Appelons les choses par leur nom. On ne saurait, en effet, parler de réforme des retraites sans en nommer la couleur, les orientations, la facture, ses bénéficiaires et ses perdants. On évitera ainsi de la mettre sur le compte d’un personnage imaginé comme tout-puissant, fut-ce le président de la République. La réforme projetée est clairement et explicitement néolibérale. Aucun doute là-dessus, aucun enrobage non plus. C’est cette réforme précisément néolibérale, ni la première ni probablement la dernière dans la longue histoire des sociétés capitalistes, qu’une minorité défend et une majorité rejette. Quel qu’en soit le sort, elle pousse sur le devant de la scène des enjeux de société d’une rare évidence, aussi visibles que tenaces.
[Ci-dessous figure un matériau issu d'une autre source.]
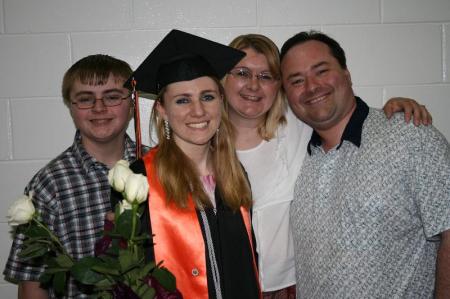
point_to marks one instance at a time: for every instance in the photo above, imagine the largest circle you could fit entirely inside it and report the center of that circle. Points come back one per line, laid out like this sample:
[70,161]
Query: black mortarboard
[181,56]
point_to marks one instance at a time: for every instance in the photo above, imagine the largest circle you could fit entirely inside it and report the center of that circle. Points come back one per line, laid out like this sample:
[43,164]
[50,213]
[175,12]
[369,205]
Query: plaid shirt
[72,195]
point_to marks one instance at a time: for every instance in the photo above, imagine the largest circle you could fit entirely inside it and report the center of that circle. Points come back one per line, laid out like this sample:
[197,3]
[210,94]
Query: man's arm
[31,290]
[443,267]
[411,108]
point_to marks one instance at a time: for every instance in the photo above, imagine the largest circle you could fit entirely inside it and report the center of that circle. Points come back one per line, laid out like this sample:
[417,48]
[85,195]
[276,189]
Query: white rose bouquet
[118,269]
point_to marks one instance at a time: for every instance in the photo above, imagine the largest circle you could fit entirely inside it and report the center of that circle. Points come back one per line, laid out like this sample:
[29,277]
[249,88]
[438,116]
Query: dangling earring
[166,129]
[217,138]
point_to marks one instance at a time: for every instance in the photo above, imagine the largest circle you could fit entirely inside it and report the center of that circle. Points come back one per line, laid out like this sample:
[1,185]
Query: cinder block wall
[394,47]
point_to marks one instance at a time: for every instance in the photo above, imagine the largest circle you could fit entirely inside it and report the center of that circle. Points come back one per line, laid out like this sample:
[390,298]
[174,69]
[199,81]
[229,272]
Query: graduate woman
[199,196]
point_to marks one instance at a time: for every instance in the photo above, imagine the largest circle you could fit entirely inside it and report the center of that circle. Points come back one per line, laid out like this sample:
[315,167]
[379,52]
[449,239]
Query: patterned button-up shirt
[71,193]
[367,215]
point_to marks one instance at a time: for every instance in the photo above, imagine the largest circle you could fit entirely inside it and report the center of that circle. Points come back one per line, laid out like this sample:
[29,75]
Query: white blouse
[272,168]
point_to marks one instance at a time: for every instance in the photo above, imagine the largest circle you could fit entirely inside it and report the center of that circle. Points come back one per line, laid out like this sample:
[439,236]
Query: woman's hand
[411,108]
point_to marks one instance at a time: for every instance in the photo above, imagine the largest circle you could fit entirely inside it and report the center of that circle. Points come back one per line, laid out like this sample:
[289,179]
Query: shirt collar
[88,162]
[352,131]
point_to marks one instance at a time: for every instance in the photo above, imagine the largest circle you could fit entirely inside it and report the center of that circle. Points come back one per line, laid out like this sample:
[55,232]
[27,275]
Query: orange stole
[178,239]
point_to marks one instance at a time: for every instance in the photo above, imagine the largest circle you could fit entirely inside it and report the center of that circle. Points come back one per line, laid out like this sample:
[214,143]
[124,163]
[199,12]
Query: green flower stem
[133,228]
[53,237]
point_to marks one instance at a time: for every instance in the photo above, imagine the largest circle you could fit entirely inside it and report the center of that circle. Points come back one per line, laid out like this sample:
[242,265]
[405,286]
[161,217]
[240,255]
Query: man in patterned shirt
[72,191]
[371,212]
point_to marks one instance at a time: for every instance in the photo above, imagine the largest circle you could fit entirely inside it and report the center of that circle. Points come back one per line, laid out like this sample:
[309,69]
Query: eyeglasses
[244,75]
[109,100]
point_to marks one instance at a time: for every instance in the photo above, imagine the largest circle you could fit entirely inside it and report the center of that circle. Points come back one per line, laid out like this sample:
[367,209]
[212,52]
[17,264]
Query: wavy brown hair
[94,70]
[263,45]
[179,176]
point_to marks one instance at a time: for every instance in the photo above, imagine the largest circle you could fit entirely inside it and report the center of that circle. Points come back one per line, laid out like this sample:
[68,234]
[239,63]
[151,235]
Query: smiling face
[251,99]
[101,125]
[318,89]
[193,110]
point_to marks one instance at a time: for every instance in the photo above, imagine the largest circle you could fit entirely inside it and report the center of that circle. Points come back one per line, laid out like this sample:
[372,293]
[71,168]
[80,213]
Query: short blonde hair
[262,44]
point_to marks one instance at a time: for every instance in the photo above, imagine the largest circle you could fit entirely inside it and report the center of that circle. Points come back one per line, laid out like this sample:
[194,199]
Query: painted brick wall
[394,47]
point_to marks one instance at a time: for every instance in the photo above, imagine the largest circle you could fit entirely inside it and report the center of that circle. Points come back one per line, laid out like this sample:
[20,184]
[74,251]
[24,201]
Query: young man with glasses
[72,192]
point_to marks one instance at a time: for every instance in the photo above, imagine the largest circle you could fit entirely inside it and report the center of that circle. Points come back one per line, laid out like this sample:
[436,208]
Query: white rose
[136,188]
[21,211]
[118,175]
[124,205]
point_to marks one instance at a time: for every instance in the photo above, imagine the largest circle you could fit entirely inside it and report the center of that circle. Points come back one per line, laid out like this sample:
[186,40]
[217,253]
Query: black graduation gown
[231,246]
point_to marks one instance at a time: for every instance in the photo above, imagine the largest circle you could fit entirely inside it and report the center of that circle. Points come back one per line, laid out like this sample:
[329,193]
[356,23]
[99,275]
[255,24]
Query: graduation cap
[181,56]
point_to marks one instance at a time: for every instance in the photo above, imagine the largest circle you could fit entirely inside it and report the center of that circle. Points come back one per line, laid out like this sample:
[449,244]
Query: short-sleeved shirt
[272,169]
[367,214]
[71,193]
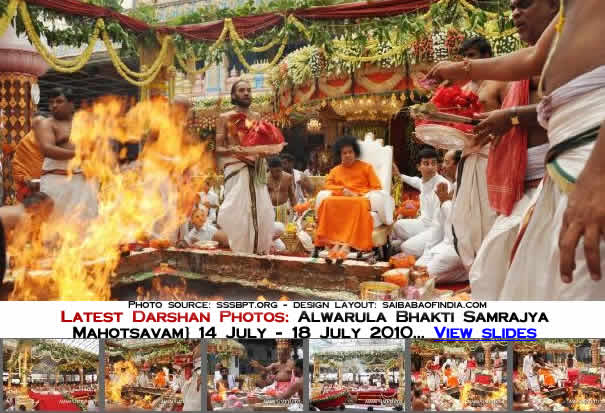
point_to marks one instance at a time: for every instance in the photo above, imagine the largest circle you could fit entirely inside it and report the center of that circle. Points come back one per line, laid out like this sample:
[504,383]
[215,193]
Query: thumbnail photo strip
[459,375]
[272,375]
[357,374]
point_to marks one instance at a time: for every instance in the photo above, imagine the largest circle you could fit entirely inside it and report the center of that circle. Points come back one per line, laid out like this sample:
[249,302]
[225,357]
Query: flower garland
[64,66]
[81,405]
[11,12]
[115,59]
[328,397]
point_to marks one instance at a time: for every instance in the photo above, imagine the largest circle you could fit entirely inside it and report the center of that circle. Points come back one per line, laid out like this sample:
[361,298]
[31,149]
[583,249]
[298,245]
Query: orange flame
[125,374]
[152,195]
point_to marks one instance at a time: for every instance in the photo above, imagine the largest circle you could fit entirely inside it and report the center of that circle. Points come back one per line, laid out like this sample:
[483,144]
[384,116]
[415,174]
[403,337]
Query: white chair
[380,157]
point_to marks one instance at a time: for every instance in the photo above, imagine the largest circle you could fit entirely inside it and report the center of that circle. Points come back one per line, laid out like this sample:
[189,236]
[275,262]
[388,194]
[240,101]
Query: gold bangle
[468,67]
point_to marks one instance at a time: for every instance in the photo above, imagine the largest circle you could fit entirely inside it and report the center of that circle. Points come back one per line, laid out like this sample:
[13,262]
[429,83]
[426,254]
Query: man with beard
[297,385]
[246,214]
[192,387]
[302,185]
[75,198]
[516,163]
[439,255]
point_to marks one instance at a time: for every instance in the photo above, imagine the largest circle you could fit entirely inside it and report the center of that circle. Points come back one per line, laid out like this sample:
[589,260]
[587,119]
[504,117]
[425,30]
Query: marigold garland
[157,64]
[218,43]
[11,12]
[64,66]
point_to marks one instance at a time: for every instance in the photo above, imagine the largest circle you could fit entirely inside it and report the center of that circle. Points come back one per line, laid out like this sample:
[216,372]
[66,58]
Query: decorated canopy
[367,351]
[226,348]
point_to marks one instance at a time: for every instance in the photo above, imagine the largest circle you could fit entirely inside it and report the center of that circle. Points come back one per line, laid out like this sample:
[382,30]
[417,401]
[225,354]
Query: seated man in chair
[343,208]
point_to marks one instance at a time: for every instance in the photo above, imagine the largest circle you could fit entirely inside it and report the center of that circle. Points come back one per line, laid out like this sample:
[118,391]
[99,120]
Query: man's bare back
[53,136]
[580,48]
[222,128]
[281,191]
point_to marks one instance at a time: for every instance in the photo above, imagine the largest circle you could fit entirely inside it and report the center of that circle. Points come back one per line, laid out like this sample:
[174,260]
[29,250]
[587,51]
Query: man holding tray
[242,141]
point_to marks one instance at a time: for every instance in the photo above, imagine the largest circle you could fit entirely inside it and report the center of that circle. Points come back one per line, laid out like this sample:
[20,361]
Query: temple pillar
[401,379]
[165,82]
[20,68]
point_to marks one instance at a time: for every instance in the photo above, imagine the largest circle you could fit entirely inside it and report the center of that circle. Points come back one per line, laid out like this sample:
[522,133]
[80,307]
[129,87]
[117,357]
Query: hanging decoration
[314,126]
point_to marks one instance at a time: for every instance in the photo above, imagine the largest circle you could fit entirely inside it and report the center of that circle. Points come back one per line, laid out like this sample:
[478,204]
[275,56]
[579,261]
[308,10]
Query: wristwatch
[515,118]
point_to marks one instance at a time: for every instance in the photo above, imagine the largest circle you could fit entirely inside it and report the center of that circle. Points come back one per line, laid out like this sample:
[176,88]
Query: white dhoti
[534,273]
[488,272]
[472,216]
[74,197]
[382,206]
[533,383]
[246,214]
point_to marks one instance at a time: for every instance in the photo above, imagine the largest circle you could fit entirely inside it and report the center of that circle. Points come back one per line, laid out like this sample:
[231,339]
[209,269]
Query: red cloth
[507,162]
[455,101]
[483,379]
[79,8]
[572,375]
[53,402]
[246,26]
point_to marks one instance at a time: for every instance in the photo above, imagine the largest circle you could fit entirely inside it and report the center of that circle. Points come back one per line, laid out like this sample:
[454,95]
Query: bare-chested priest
[282,369]
[75,197]
[246,214]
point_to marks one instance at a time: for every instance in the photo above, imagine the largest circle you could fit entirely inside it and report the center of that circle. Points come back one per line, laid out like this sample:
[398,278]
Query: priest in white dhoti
[415,233]
[74,197]
[529,366]
[246,214]
[192,386]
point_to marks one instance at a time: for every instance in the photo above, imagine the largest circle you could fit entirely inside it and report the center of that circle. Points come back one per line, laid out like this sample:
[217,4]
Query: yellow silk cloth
[27,162]
[344,219]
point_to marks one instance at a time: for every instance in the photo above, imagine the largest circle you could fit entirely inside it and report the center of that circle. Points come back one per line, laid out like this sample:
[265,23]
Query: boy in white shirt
[415,232]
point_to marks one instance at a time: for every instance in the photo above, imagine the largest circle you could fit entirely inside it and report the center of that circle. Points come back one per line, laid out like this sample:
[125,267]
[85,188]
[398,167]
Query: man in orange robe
[343,210]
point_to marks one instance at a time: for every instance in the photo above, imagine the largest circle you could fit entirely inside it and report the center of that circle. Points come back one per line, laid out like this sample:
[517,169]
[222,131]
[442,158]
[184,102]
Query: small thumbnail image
[255,375]
[50,374]
[153,374]
[459,375]
[356,374]
[559,375]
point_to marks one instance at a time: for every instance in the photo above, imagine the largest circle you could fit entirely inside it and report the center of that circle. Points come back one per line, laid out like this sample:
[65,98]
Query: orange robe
[27,163]
[345,219]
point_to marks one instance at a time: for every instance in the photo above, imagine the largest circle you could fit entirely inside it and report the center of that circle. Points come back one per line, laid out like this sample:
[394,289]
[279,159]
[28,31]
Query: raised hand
[493,126]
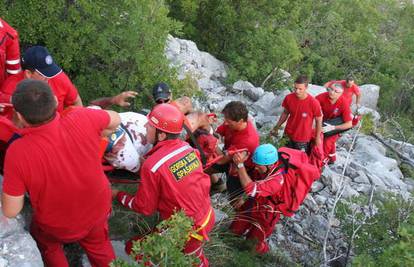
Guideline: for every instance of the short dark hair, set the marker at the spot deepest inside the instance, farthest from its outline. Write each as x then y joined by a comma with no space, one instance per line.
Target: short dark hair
35,101
236,111
302,79
350,77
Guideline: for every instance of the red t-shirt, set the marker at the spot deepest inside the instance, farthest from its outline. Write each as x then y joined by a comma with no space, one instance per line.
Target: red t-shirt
61,86
172,178
348,91
9,51
58,164
301,116
246,138
330,111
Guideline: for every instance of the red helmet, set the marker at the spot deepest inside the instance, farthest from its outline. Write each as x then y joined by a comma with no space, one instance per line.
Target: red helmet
166,118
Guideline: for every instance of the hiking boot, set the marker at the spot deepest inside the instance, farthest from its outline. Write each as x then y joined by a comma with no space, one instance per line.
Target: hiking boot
218,187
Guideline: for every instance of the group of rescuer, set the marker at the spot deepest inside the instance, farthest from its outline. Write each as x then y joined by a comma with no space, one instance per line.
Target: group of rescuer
52,151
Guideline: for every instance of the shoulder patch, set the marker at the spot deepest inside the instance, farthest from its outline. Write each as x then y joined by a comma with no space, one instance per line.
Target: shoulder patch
184,166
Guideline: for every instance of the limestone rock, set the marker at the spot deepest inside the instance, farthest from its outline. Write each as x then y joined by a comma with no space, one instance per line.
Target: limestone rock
369,95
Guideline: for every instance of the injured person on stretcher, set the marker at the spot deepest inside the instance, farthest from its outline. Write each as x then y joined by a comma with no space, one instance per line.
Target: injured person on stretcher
126,147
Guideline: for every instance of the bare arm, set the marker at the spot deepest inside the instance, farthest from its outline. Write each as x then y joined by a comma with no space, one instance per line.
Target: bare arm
119,100
11,205
358,99
318,121
244,177
78,101
114,122
344,126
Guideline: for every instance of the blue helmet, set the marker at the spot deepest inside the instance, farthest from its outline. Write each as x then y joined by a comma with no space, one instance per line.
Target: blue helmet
265,155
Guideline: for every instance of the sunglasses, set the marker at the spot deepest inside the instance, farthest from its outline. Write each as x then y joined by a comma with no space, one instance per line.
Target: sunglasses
338,91
162,101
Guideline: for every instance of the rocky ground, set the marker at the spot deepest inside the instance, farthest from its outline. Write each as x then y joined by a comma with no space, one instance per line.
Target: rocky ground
362,164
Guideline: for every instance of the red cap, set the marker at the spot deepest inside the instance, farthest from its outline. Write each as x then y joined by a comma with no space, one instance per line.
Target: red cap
167,118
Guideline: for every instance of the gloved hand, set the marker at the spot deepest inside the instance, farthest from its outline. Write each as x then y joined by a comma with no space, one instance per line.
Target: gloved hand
328,128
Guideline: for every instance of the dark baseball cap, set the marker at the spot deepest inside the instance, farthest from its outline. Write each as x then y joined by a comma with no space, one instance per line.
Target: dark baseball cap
39,59
161,91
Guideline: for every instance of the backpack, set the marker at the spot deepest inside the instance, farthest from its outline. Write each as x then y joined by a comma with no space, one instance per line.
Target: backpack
298,179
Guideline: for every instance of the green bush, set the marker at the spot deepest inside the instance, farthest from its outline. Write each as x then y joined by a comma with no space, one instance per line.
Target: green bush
386,237
105,46
368,125
165,246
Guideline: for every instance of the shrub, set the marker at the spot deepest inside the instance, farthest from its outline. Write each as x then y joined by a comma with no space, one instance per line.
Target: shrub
385,237
164,246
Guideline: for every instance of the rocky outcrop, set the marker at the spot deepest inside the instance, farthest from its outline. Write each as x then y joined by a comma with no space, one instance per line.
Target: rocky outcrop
362,165
17,247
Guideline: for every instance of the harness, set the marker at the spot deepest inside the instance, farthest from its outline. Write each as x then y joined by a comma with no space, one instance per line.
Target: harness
115,136
206,220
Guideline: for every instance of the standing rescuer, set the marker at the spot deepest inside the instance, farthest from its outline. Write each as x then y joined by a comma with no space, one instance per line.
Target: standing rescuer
301,110
172,179
9,52
334,105
56,161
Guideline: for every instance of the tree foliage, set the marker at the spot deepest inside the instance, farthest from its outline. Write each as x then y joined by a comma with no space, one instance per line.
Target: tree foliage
104,46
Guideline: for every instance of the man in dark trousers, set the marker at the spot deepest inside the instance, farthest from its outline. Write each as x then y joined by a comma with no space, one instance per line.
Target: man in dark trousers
56,161
301,111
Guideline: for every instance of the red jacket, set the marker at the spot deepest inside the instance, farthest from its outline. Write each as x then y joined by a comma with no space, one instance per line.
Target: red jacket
9,51
172,178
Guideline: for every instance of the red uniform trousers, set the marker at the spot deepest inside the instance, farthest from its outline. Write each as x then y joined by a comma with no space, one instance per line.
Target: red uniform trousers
96,244
256,219
329,147
193,245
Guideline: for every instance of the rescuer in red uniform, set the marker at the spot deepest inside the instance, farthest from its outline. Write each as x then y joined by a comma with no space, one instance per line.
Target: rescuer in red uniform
172,178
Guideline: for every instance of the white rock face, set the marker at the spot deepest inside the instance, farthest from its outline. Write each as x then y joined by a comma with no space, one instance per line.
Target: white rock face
185,56
17,247
367,165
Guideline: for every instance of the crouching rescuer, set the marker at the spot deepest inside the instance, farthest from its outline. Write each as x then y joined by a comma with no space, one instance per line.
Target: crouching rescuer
258,216
278,185
172,179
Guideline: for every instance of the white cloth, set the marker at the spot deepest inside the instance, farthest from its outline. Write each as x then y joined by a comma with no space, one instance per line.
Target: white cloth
126,153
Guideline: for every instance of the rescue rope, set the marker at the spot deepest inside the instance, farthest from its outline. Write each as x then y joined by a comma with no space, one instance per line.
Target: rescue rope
339,193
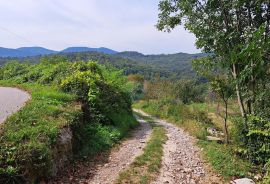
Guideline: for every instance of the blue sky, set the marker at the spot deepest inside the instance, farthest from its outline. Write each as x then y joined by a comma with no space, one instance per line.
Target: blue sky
117,24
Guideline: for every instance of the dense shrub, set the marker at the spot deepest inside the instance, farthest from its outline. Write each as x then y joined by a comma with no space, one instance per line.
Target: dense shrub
57,88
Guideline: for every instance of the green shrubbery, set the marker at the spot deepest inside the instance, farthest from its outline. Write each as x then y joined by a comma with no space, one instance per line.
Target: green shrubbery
93,100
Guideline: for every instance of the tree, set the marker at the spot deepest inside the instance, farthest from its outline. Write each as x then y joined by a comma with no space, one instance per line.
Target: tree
222,87
236,31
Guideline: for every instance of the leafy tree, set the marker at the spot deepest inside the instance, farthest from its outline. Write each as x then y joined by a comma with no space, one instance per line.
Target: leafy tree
237,32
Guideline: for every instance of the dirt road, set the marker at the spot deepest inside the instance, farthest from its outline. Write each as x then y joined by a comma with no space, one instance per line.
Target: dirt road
182,162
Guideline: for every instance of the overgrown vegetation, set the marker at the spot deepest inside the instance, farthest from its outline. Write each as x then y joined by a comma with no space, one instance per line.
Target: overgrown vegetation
146,167
92,100
237,34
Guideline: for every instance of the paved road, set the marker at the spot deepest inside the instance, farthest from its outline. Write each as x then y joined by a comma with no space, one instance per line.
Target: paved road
11,100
Pour une grand partie des opposants l’allongement de la durée légale du travail, soit du temps contraint, outre une exposition accrue au chômage, vient en diminution du temps voué à des activités choisies, voire du temps qu’ils pourraient vivre ou du moins survivre en relative bonne santé. Cette réforme leur rappelle que leur existence ne leur appartient vraiment pas. La vie et la mort de chacun ne sont pas des affaires exclusivement personnelles. S’y ajoute le fait – massif, contondant – qu’en régime néolibéral le travail, dans la presque totalité de ses modalités, est devenu pénible, vorace, dévorateur de temps et d’énergies, offert aux caprices d’une bonne partie des chefs ou qui se prennent pour tels, générateur insatiable de fatigue physique et mentale chez ses serviteurs. Travailler plus longtemps revient à remplacer encore davantage le leitmotiv du travail bien fait par celui de la soumission au protocole bien respecté. Source de passions tristes, dirait Spinoza. D’autant plus que, paradoxe néolibéral, ce régime qui excelle à accroitre la productivité, crée des richesses qui portent de sérieuses atteintes à la planète Terre, compromettent l’avenir des nouvelles générations, sans pour autant assurer le bonheur des actuelles. Régime nullement soucieux de distribution et de partage – sauf en direction de ses actionnaires.
Par ailleurs, cette réforme néolibérale des retraites s’inscrit dans un deuil jamais définitivement élaboré. On ne se résigne guère, en effet, à ce que le sort des salariés diffère de celui des esclaves, même si parfois les différences en termes de conditions de travail et de rétribution s’avèrent plutôt subtiles. On s’offusque du fait que les intéressés prétendent à autre chose que ce qu’ils ont déjà, ou qu’ils rechignent à vivre avec encore moins. Mais cette tendance pas toujours souterraine qui pousse à identifier salariés et serfs entraine peu ou prou une réduction du nombre et des ressources des consommateurs sans lesquels, pourtant, le néolibéralisme ne peut fonctionner. Et c’est là une autre de ses contradictions constitutives – et irrésolvables.
Pour les uns, le temps c’est de l’argent ; pour d’autres, le temps c’est de la vie. Pour tous, la réforme néolibérale des retraites comporte des enjeux économiques auxquels cette réforme ne se réduit aucunement. L’entêtement à le sous-estimer, voire à l’ignorer, fait partie de la gouvernance néolibérale des sociétés. A l’inverse, le reconnaitre, le savoir dans son corps, sa tête, son cœur, réunit ceux et celles qui veulent, qui imaginent, qui contribuent à ce qu’une autre société, une autre vie devienne enfin possible.